I was just writing a comment on this post at OF Blog of the Fallen, and it got away from me. I'm not sure it entirely makes sense without Larry's original post -- so go read that -- but I'll stick it here as well, just because.
First, the fact that not all copies of a manufactured commodity are eventually sold is not at all unusual. What's different about the book/magazine industry is the ability of retailers to return unsold product; most retailers just have to eat unsalable goods. There's no such thing as "returns" in consumer electronics or evening wear, but there definitely is a percentage of unsold and unsalable goods on every single consumer product. Many are marked down in place, but many more are destroyed.
(And, yes, a book is a consumer product. It may be other things, but a consumer good it always is.)
Second, this is not cynicism; it's realism. Newspapers and magazines are vastly reducing their coverage of books; they were even before the economic crisis, and it's gotten much worse. Publicists and marketers are trying to get their books into the hands of people who will talk about them to a reasonable audience, and bloggers are such people. This might not be business to you, but it's business to them -- you're getting that book because The Ann Arbor News went under, and those marketers and publicists would really like someone to see and appreciate their books.

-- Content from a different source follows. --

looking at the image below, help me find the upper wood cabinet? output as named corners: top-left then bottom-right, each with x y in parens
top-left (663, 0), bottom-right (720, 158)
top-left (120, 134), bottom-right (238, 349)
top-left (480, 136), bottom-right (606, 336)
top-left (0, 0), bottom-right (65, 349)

Also, unless your numbers are much higher than I suspect, or your response rates are vastly through the roof, any one (non-superstar) blog will probably move a dozen or so copies of a novel, at best. But, then again, The Ann Arbor News probably didn't move more books than that, either.
And those now out-of-work newspaper people were just as passionate about books as any of us. Sure, they were usually paid (badly), and we aren't, but otherwise it's mostly a different of format and preferred genres.
(Also, what Charles said -- I won't repeat it, but it's all true.)